Over the scream of denial that slammed echoes up against the sides of her skull though no sound passed teeth ground tight together, Vicki heard a car door slam. Then tires retreating across gravel.
Adrenaline catapulted her up the half flight of stairs and flung her out into the night.
“That was close, Cathy, too close. She was inside the building!”
“Is she all right?”
“What do you mean, is she all right? Don’t you mean, did anyone see you?
“No.” Catherine shook her head, the flying ends of hair gleaming ivory under the passing street lights. “The repairs we did aren’t designed for so much activity. If any of those motors have burned out . . .”
Donald finished strapping the weakly struggling body in and made his way to the front of the van. “Well, everything seems to be working,” he sighed, settling into his seat. “But it sure didn’t want to come with me.”
“Of course not, you interrupted the pattern.”
“What pattern?”
“The body was responding to leaving the Life Sciences building by retracing a path followed for years.”
“Yeah? I thought it was going home.”
“Her home is with us now.”
Donald shot an anxious glance over his shoulder into the back of the van. Number nine lay passively by, but number ten continued to push against the restraints. It had followed on his command, but he’d be willing to bet his chances for a Nobel Prize that it hadn’t wanted to.
“Lie still,” he snapped, and was only mildly relieved when it followed the programming.
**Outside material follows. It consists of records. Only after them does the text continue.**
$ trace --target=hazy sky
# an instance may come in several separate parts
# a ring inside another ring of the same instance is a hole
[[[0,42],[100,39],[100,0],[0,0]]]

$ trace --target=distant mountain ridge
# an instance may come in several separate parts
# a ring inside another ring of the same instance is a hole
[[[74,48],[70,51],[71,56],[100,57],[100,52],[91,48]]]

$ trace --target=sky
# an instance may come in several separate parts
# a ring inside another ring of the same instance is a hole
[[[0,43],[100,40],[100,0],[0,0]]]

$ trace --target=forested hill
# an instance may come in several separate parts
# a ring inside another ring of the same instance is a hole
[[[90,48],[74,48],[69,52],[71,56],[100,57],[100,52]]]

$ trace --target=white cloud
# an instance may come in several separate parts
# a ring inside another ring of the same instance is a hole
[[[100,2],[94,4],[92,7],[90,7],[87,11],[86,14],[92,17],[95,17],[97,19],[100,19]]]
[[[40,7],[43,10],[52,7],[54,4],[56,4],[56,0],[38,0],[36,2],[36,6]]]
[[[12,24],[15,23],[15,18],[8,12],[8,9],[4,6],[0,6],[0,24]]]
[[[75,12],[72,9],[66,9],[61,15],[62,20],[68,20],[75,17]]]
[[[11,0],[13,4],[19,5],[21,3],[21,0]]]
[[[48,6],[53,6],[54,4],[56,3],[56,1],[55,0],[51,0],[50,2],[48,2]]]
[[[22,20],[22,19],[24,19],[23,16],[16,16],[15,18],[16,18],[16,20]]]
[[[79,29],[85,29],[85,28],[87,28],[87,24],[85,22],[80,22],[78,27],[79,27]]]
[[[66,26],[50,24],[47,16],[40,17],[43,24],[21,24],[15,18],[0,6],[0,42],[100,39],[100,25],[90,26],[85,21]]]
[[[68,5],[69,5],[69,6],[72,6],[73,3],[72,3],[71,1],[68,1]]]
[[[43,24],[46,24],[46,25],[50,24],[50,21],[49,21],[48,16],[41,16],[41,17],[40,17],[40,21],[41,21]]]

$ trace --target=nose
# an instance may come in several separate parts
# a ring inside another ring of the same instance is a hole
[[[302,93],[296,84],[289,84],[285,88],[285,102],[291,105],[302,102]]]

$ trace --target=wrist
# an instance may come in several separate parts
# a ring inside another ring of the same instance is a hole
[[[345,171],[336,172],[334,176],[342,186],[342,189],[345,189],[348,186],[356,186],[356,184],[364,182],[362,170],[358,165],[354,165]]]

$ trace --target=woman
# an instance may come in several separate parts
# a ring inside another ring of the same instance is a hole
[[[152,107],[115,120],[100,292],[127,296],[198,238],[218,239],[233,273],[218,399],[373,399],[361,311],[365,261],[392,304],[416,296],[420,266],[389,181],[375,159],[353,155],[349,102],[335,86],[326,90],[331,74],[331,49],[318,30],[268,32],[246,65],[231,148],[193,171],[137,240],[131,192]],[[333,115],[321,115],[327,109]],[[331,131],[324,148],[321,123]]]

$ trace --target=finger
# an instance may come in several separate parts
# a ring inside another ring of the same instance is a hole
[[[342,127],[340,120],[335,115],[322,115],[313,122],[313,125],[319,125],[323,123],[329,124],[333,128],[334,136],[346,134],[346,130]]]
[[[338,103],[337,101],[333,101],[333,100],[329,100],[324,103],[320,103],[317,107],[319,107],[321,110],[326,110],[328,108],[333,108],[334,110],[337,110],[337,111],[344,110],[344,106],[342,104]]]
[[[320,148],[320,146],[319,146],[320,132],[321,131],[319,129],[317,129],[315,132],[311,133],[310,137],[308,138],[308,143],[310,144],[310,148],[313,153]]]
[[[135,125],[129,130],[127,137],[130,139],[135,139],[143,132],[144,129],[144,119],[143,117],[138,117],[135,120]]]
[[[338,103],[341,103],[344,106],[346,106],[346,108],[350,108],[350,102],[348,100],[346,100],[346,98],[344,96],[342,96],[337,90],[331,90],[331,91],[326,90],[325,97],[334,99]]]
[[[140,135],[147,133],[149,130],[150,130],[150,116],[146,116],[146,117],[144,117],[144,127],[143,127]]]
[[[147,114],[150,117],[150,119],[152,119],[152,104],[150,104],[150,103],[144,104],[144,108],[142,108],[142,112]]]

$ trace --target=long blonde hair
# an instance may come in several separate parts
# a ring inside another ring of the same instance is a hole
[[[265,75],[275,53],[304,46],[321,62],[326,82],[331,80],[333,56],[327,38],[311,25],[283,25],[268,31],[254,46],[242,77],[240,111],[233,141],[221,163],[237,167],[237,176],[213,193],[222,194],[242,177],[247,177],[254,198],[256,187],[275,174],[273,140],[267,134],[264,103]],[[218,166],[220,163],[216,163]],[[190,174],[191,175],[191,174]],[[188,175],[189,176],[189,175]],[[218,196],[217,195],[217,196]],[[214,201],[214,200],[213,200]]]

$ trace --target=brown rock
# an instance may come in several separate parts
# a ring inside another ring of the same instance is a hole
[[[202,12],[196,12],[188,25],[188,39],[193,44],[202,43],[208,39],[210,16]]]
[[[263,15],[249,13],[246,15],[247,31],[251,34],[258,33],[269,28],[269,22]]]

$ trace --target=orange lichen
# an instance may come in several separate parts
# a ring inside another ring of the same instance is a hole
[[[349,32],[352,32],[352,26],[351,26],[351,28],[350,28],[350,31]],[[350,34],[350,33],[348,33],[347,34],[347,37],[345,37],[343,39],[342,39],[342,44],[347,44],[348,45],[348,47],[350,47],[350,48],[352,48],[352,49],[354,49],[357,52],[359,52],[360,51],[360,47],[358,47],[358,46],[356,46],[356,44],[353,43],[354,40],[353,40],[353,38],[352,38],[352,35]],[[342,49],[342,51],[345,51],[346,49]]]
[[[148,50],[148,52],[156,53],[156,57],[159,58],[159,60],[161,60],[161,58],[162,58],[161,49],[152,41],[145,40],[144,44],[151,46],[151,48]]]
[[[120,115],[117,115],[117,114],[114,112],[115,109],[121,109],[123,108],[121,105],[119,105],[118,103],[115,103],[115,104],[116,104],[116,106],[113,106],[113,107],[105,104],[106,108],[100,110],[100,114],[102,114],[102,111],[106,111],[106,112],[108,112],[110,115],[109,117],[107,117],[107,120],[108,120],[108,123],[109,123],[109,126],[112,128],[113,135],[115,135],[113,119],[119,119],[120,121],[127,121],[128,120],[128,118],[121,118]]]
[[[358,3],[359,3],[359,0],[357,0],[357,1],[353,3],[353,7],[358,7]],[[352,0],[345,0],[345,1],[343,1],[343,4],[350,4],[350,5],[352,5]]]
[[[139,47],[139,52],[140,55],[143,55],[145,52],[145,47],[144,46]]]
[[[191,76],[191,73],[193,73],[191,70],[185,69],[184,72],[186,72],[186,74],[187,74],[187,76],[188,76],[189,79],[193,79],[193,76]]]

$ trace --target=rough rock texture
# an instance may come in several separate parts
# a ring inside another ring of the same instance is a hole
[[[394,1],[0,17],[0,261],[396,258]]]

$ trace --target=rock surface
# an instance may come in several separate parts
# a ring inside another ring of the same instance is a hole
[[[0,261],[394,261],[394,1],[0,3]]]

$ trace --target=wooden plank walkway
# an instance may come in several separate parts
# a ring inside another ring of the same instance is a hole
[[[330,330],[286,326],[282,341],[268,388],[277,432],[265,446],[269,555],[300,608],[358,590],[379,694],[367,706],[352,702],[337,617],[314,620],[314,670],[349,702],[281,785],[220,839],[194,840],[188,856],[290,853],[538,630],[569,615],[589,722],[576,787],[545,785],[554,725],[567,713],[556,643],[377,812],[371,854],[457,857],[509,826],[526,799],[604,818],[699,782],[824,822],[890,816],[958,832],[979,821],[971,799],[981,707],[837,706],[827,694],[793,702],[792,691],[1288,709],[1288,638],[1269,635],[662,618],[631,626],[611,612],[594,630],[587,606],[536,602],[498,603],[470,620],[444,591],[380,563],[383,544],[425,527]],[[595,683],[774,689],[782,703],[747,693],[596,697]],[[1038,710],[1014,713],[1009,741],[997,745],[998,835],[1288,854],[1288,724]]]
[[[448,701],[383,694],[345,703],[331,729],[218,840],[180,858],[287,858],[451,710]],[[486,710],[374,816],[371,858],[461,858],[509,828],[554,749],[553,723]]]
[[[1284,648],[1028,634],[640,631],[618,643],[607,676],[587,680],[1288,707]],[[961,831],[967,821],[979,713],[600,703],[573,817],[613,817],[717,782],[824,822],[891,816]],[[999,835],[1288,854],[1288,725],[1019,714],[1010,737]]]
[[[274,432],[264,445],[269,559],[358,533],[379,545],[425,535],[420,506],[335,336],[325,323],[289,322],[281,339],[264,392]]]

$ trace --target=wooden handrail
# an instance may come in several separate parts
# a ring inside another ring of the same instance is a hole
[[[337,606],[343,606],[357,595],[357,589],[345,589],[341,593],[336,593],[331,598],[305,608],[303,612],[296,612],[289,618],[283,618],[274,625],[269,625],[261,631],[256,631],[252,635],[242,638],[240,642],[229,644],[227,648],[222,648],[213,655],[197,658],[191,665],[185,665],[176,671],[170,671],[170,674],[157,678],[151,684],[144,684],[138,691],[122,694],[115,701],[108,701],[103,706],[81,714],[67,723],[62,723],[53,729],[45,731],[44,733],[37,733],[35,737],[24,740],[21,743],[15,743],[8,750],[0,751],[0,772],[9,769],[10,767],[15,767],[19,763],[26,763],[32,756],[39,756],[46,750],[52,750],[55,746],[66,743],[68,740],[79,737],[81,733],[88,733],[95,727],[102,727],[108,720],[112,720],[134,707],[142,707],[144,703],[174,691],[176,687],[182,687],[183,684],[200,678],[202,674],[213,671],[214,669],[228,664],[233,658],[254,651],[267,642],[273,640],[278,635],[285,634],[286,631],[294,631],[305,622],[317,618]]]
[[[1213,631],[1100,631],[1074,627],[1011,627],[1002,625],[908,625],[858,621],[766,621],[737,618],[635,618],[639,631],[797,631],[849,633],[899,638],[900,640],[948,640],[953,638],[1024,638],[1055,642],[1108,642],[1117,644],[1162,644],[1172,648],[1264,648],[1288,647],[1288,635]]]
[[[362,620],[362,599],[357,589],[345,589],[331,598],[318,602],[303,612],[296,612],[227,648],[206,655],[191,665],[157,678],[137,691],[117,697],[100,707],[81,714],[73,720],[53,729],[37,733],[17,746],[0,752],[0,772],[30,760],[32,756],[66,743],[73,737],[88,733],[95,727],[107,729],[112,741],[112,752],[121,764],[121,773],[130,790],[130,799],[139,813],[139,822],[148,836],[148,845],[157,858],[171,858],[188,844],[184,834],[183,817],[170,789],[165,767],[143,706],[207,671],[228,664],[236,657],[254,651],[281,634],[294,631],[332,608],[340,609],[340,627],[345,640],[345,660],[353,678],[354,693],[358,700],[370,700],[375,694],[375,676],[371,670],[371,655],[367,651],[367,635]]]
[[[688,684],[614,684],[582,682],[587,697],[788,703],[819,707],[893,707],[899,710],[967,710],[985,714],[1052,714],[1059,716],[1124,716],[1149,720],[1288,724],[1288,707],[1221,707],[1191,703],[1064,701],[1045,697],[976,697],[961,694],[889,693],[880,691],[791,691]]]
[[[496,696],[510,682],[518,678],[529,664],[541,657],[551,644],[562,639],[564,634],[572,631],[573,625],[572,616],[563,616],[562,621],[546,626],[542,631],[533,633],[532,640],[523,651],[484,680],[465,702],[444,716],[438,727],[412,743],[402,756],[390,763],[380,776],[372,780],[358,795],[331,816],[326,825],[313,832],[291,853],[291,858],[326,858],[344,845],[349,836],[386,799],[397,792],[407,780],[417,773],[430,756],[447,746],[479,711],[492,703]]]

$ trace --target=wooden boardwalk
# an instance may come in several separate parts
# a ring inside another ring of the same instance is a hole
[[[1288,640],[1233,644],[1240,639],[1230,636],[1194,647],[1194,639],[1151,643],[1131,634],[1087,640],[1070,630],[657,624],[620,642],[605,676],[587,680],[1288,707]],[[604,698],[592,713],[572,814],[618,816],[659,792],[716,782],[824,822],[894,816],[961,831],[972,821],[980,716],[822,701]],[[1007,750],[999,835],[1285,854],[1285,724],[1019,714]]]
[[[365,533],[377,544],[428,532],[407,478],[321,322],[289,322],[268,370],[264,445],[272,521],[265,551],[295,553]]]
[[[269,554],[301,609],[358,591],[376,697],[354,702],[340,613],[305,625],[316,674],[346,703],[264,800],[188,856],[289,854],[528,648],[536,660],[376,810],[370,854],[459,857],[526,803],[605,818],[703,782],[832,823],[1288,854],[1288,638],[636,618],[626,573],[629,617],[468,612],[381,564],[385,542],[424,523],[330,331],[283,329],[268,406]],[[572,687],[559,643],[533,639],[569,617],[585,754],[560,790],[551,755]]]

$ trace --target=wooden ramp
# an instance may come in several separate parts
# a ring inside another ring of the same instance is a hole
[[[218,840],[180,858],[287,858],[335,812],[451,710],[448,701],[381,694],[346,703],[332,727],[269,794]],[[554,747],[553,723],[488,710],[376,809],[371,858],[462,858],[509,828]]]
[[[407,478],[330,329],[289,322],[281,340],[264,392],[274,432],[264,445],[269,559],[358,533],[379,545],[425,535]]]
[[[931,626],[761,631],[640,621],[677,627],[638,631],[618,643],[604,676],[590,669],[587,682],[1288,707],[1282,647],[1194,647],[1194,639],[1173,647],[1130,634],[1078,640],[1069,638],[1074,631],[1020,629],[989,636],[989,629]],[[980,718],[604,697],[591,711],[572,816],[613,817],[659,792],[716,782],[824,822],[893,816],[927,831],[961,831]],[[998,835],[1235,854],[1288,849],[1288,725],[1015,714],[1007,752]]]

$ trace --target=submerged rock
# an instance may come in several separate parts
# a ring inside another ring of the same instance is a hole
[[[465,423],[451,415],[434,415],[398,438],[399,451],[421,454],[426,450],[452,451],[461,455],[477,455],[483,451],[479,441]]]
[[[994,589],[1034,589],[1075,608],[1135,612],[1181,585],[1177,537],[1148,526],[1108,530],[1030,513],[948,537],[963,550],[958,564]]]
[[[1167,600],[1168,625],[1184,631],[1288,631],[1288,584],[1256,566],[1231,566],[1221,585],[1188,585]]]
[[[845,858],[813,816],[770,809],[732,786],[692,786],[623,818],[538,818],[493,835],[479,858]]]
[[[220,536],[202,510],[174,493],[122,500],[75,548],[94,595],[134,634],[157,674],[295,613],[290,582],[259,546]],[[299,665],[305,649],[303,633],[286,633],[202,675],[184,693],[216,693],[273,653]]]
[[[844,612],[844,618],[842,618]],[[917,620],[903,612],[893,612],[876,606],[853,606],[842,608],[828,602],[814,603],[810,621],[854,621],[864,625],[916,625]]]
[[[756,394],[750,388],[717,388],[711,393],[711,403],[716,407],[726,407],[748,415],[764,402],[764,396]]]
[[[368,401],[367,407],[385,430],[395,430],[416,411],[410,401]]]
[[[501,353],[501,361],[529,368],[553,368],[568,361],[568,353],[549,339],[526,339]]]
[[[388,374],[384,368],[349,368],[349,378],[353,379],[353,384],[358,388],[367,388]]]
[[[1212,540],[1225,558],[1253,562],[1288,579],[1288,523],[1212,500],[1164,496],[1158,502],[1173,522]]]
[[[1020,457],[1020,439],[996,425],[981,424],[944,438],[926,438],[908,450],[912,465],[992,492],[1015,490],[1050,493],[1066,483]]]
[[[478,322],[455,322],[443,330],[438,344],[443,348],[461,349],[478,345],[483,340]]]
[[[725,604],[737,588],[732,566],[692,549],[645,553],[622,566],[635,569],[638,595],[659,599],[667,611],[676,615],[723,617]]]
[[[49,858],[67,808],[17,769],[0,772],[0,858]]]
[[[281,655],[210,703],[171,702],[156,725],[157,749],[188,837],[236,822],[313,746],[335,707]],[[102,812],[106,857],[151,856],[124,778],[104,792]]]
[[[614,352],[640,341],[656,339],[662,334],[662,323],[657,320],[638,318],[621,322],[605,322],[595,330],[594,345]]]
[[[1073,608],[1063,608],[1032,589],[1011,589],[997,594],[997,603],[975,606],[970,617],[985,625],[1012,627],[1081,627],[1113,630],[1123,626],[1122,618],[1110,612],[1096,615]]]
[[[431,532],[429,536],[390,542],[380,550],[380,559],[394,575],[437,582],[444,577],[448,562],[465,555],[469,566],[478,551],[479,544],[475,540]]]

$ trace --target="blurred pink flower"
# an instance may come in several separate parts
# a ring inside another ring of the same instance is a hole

Mike Celluci stepped out of the tiny fish and chip shop, inhaling the smell of french fries and greasy halibut overlaid on a warm spring night. Just at that particular moment, things didn’t look so bad. While finding Marjory Nelson’s body as soon as possible would be best for all concerned, Vicki was an intelligent adult, well acquainted with the harsh reality that some cases never got solved. Eventually, she’d accept that her mother was gone, accept that her mother was dead, and they could return to solving the problem all of this had interrupted.